Tuesday, October 4, 2022

Sefalana has to be card-sharp … close to the chest

Entry into South Africa by the local mass retailer Sefalana expected to begin on May 1, 2017 may possibly nudge up competition with other retail giants. 

Sefalana is confident that the move will significantly enhance its profitability.   

In November last year Sefalana announced its plans to raise capital through a Rights Issue programme which was completed in December. According to the retailer, the shares were “significantly oversubscribed” raising proceeds of P351 million. 

Part of the funds were used to fund the acquisition of TFS Wholesalers in Lesotho which, according to the Group Managing Director Chandra Chauhan, was followed through after its previous owners approached Sefalana to buy it. 

The take-over included the purchase of the building in which the wholesaler operates in at P30 million. Chauhan shared with his audience at the Group’s financial results briefing held last week Friday that the acquisition was expected to bolster the Group’s turn-over by P150 million in the first six months of trading and contribute about P7 million to profit by the end of the year. 

The wholesaler was opened on November 1, 2016 and Chauhan expects two additional store openings should the potential sites prove to be viable. The bigger share of the raised capital was used to support the expansion of Sefalana into South Africa. 

Chauhan did not divulge extensive details on the South African entry but he, however, expressed confidence in its anticipated presence by citing the daily turn-over of the targeted stores which record over a P1 billion worth of transactions.

In Lesotho, Chauhan said that its main competitor was Mass Mart and to a lesser extent a chain of Chinese-owned small shops. 

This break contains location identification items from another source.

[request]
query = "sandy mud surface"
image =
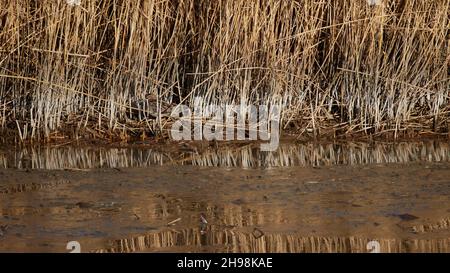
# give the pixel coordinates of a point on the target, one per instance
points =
(404, 207)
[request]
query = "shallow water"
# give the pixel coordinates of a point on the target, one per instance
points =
(302, 198)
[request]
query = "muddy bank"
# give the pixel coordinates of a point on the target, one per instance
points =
(406, 207)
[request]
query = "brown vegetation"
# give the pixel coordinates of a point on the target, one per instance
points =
(114, 68)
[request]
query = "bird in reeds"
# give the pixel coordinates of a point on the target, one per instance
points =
(374, 2)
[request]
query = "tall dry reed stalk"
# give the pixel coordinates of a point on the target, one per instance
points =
(113, 68)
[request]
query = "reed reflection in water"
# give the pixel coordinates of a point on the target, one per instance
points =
(242, 242)
(311, 154)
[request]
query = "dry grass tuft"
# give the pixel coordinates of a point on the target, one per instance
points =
(103, 69)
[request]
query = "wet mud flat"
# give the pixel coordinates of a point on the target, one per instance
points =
(404, 207)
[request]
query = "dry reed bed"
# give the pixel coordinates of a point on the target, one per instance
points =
(111, 68)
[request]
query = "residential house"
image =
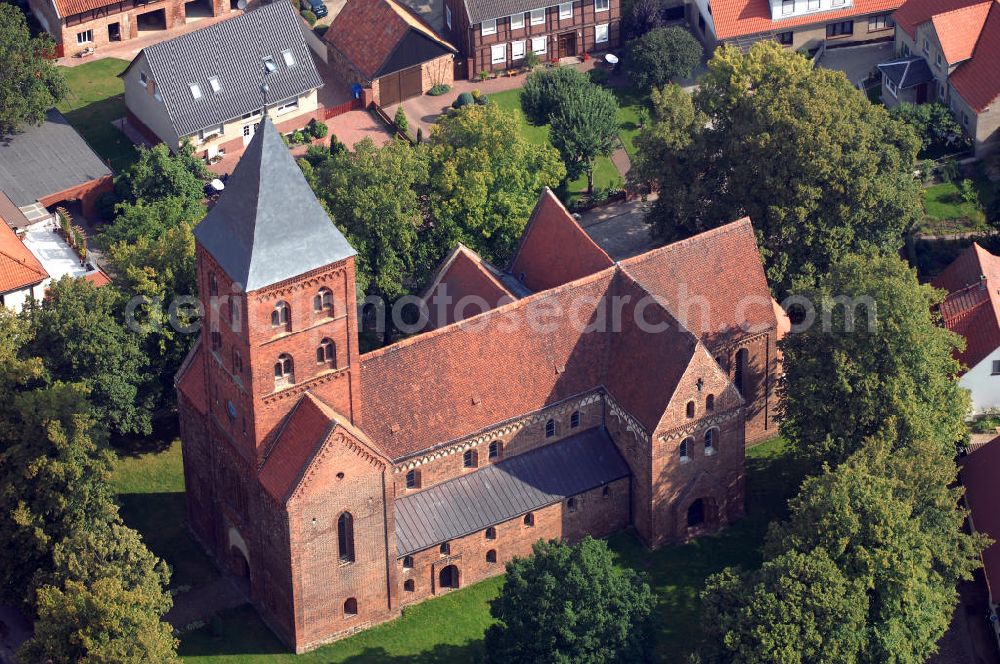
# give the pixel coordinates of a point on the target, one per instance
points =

In South Africa, however, competition wears an entirely different mask and comes much fiercer than the smaller market in Lesotho. From the experience of its biggest local competitor Choppies, a presence in the SA market needs a carefully thought through strategy to survive the cut-throat market. 

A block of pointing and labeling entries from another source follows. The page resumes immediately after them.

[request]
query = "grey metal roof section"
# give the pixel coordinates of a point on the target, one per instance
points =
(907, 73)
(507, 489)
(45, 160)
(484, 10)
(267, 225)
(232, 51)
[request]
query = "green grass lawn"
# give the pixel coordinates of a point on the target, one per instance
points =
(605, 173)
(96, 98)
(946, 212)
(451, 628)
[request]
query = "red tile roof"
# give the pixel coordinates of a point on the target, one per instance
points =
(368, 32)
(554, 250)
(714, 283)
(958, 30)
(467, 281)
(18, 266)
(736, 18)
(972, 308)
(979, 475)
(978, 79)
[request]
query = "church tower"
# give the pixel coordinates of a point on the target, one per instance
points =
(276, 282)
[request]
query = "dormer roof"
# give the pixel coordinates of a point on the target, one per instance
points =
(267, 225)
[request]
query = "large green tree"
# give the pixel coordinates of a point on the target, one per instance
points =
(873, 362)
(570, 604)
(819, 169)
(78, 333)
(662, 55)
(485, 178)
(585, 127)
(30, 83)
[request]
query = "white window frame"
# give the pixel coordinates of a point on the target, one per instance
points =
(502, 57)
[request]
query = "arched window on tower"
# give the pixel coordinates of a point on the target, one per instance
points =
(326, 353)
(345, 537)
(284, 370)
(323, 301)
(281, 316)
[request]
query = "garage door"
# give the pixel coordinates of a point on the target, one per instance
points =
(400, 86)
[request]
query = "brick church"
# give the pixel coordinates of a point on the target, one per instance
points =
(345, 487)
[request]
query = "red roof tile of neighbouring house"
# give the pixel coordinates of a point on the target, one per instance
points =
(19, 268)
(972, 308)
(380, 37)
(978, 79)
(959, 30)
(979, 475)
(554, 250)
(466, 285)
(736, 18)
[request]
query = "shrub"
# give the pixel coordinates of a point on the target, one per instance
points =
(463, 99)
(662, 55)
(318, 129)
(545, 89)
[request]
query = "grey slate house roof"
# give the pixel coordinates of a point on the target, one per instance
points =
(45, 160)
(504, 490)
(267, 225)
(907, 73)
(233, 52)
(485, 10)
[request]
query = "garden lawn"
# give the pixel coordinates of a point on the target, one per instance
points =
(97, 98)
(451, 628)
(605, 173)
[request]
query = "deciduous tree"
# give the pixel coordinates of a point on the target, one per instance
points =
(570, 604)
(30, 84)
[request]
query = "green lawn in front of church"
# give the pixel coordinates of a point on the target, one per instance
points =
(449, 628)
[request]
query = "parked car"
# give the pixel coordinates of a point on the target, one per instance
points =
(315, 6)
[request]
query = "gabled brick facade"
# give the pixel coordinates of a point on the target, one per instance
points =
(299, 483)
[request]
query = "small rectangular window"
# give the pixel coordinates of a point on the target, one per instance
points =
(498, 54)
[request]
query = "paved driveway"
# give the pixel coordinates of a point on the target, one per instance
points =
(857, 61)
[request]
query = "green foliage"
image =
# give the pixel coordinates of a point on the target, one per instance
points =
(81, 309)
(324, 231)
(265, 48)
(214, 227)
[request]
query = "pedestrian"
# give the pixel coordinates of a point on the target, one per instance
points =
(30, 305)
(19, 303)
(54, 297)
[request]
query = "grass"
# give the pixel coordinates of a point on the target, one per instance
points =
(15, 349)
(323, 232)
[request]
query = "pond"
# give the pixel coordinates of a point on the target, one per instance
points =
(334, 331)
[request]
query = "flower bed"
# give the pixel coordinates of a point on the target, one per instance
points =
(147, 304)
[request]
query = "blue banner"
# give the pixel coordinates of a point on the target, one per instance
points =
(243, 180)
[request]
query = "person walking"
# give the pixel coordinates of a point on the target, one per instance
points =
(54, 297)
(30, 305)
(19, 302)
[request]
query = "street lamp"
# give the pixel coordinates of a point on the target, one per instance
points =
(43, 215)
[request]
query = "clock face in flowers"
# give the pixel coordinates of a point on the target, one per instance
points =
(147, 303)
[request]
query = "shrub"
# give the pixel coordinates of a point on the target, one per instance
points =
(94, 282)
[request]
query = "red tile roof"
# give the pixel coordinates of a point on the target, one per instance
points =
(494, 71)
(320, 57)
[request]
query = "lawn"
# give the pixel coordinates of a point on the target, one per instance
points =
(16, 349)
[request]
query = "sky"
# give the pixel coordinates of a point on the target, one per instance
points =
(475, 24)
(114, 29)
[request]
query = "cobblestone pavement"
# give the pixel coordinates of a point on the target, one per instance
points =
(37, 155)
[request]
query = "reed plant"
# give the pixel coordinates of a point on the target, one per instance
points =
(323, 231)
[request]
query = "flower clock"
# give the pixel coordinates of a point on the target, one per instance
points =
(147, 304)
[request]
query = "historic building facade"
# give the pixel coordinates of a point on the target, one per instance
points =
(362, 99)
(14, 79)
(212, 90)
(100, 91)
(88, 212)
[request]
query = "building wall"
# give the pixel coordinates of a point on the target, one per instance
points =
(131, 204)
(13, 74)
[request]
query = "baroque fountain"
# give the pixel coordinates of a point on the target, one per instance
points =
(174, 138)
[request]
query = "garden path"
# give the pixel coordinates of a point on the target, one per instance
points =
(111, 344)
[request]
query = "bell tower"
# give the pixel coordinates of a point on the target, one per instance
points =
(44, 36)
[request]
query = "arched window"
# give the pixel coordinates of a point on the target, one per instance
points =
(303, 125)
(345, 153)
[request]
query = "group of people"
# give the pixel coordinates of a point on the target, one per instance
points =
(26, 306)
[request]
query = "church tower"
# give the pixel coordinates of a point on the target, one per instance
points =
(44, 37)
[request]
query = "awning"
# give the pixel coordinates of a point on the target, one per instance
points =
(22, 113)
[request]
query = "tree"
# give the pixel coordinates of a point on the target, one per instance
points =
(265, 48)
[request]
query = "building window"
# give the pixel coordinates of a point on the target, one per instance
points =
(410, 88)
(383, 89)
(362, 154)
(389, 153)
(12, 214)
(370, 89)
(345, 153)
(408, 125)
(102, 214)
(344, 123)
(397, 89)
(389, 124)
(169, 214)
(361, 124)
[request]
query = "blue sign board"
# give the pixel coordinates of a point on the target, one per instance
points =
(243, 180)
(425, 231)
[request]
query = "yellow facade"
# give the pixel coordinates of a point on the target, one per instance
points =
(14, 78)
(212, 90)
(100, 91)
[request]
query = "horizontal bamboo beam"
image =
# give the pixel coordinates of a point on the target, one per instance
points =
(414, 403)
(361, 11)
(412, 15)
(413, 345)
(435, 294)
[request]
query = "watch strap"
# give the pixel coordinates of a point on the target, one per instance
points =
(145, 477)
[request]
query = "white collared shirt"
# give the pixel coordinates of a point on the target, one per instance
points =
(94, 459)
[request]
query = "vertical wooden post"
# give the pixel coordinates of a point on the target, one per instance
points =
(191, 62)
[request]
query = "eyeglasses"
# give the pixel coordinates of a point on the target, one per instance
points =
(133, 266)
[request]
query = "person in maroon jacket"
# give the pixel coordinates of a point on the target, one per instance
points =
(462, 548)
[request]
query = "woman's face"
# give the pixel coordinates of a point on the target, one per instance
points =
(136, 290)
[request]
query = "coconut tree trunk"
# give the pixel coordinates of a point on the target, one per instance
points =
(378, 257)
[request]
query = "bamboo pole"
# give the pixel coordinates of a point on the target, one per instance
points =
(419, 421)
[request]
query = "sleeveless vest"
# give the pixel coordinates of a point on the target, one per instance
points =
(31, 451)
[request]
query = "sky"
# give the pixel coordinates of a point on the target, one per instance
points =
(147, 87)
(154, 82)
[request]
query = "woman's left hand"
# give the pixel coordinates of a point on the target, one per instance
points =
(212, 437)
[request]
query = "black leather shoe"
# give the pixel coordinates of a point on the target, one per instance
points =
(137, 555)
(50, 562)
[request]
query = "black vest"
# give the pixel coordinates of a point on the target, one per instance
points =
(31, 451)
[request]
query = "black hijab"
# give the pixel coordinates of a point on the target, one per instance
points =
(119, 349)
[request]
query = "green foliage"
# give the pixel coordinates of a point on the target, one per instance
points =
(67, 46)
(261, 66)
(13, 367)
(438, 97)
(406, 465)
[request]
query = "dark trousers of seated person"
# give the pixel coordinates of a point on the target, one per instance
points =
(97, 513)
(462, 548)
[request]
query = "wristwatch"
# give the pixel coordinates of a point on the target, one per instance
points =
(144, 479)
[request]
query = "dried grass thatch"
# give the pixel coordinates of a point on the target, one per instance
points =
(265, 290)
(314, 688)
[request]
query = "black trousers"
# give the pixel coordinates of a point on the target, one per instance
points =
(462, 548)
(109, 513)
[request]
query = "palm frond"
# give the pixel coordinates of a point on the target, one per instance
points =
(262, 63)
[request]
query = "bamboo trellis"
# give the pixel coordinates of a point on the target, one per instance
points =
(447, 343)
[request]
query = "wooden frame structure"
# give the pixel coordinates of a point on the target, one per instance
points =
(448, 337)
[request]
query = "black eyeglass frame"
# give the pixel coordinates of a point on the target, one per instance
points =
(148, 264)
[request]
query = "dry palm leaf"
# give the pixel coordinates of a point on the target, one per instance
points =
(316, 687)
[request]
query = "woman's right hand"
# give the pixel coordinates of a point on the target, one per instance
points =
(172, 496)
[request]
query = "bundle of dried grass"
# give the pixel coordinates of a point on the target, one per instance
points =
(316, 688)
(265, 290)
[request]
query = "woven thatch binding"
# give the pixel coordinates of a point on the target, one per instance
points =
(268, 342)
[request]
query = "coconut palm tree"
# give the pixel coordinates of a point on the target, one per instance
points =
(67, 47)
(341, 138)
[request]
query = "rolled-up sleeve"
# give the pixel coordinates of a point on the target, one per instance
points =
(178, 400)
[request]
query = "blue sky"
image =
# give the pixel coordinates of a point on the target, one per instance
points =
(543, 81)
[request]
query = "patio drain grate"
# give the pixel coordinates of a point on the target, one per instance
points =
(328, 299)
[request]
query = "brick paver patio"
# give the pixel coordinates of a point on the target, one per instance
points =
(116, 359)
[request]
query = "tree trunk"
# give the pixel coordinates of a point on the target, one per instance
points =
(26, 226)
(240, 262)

In the case of Choppies such a game plan is seen by its choice of locations which seems to depict a semblance with the local market in terms of the target market which then allows it to build strengths and eventually become a staying power. 

It would appear that it chose locations such as North West, Limpopo and Mpumalanga, with less urban influence, to be able to continue its model of attracting the low to middle income groups. The main cities would most likely swallow Choppies. 

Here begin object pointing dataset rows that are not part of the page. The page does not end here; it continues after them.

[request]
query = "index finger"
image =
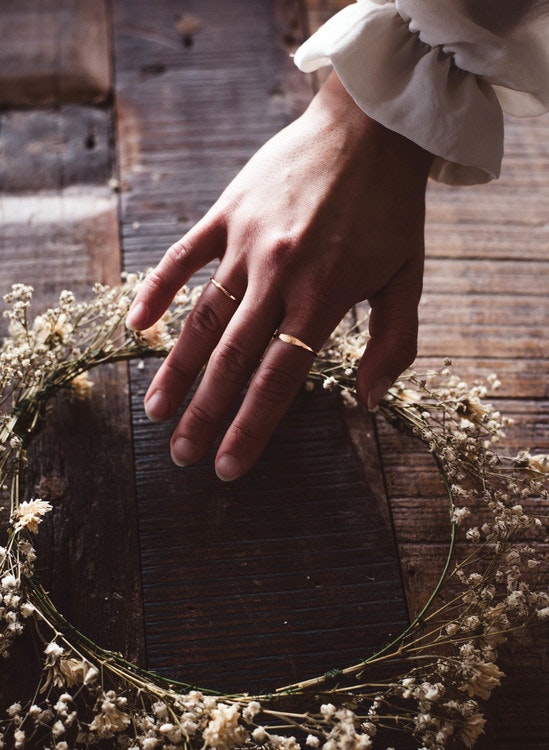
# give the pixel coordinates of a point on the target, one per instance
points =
(199, 246)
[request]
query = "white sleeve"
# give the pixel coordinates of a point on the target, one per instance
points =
(440, 72)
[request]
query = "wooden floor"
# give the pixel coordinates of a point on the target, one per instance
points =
(112, 144)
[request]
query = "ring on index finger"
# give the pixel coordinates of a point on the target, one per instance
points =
(287, 338)
(223, 290)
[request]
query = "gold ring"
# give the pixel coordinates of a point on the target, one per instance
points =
(222, 289)
(294, 341)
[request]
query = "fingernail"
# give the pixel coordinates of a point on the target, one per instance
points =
(158, 406)
(377, 392)
(136, 314)
(184, 452)
(228, 468)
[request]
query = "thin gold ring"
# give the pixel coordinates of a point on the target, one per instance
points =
(222, 289)
(294, 341)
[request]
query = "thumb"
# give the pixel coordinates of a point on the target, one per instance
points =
(392, 346)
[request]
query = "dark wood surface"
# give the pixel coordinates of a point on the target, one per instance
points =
(318, 555)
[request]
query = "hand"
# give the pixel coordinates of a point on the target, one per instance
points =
(328, 213)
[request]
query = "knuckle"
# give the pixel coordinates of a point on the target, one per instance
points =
(243, 432)
(200, 414)
(178, 255)
(175, 371)
(203, 320)
(231, 361)
(275, 384)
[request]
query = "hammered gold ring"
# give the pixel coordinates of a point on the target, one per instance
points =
(294, 341)
(223, 290)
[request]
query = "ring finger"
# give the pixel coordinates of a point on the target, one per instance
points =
(198, 338)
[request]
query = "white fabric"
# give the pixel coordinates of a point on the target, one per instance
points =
(440, 72)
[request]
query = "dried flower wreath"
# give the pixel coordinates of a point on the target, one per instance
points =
(438, 669)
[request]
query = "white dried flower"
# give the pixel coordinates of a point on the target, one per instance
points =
(29, 514)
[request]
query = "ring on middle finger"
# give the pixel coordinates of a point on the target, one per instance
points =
(223, 290)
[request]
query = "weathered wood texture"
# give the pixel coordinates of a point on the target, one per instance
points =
(59, 220)
(200, 86)
(485, 305)
(54, 52)
(291, 570)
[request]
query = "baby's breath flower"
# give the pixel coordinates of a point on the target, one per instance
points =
(29, 514)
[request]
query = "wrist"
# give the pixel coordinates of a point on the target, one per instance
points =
(355, 128)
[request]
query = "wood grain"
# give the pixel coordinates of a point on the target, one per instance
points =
(292, 569)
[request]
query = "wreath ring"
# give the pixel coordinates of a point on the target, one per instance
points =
(88, 696)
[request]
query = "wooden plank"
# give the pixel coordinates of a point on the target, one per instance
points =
(54, 51)
(54, 149)
(274, 577)
(88, 548)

Sefalana too will have to amble into the market with a strategy that will not undermine the great force it has come to be known to be.           

From a financial performance perspective Sefalana did not fare very well for the year ended October 31, 2016 which Chauhan attributed to the challenging economic environment which was characterised by lower consumer spending. 

The Group’s profit in its main business line in Botswana of trading consumer goods when compared to the same period in the previous year declined by 16 percent. 

With other operations in Zambia and Namibia, Botswana contributed the largest to Group revenue and profit before tax at 60 percent and 48 percent respectively. Namibia, on the other hand, contributed 32 percent and 22 percent to Group revenue and profit before tax respectively. With a current total of 14 stores in Namibia, Chauhan expressed the medium target to increase the number to 20 with a higher concentration on wholesale instead of retail. 

The market in Namibia, he said, is flat but however doing extremely well.  

The entry into South Africa, whose outcome is subject to due diligence review could possibly strengthen Sefalana’s hand in the game which would make it an interesting observation to watch in terms of upper edge in the local market.